Jasper did stop. He’d needed to catch his breath and put the rest of his plan into play. Though he needed to be quick, he also wanted to take his time. The mutually exclusive imperatives twisted themselves into an unholy union and Jasper counted to ten, savouring every syllable as Fuller writhed in ever increasing agony. He began to sob and was barely holding consciousness as the pain exploded within him like buckshot ripping through soft flesh.

Jasper stepped around the bleeding mess in front of him and struck Fuller’s left ankle with the savage force only known by the truly insane. Jasper had one more blow inside him, his own body squealing from the effort of the brutal attack. He chose Fuller’s left knee and let the crowbar smash into its target like a wrecking ball.
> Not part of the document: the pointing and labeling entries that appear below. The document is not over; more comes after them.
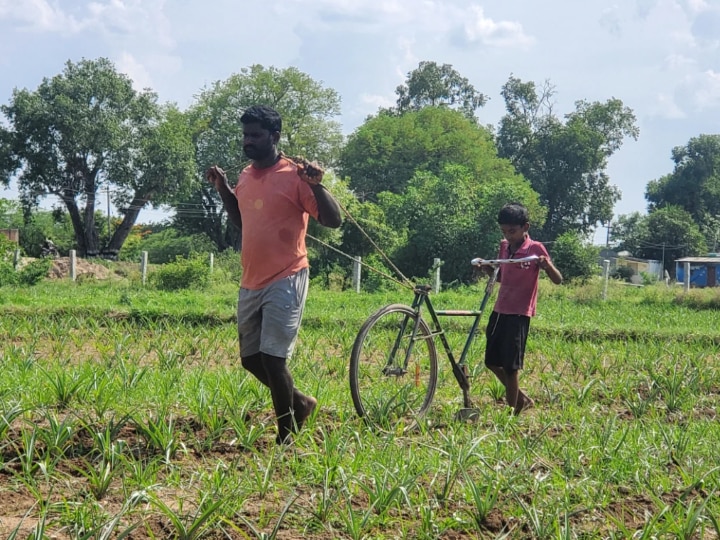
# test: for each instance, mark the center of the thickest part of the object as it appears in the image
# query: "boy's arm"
(550, 269)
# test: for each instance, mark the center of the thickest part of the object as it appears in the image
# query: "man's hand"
(216, 176)
(311, 173)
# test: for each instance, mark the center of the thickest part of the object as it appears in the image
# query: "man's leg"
(292, 407)
(254, 365)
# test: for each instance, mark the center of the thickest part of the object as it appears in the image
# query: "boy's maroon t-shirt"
(519, 281)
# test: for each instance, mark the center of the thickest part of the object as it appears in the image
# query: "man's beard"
(255, 153)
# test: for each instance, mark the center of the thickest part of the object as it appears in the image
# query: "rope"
(408, 284)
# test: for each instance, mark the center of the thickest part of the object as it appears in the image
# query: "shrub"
(34, 272)
(190, 273)
(624, 273)
(8, 275)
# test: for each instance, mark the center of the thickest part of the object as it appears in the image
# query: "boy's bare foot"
(301, 415)
(523, 403)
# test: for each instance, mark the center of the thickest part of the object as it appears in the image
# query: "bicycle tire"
(387, 391)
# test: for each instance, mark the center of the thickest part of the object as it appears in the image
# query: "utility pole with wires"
(107, 191)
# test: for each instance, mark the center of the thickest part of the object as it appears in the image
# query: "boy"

The sound of Fuller’s patella imploding would have given him a hard on a few years ago, but Jasper stoically accepted the fact that fucking someone now was a different type of pleasure altogether.

He'd want Fuller conscious for as long as possible. No point wasting all that pain on a man unable to feel it. He walked back to his truck and retrieved the wood. He’d slide it under Fuller’s limp neck when he was sure Fuller had no more fight in him …then he’d wait and listen to Fuller’s desperate, blood sodden gulps for air. Growing impatient Jasper crashed the bar into Fuller’s ribs and heard them fold in like chicken bones under a heavy boot. Fuller coughed a thick globule of blood onto the dry ground and moaned, the sound reminding Jasper of his wife as she battled the cancer without the morphine.

Jasper opened his fly and pissed on Fuller’s crotch. Zipping himself up, he placed the pillow over Fuller’s face and gave him a few more minutes in hell’s waiting room. Fuller’s muffled sobs would let him know when. He stepped on his victim’s skull until he heard the crack.

Jasper cleared up his things and left Fuller’s crumpled corpse at the foot of the ladder. His own body had suffered more than it should have been forced to endure and he’d need a beer or six to hush its recalcitrant, plaintive complaints. As Jasper quietly manoeuvred his truck back onto the track and headed home, he reflected on the night’s work. He’d be scrawling ‘Balance Paid’ in his book soon enough and wondered if the guys in the bar would toast Fuller’s inevitable from grace.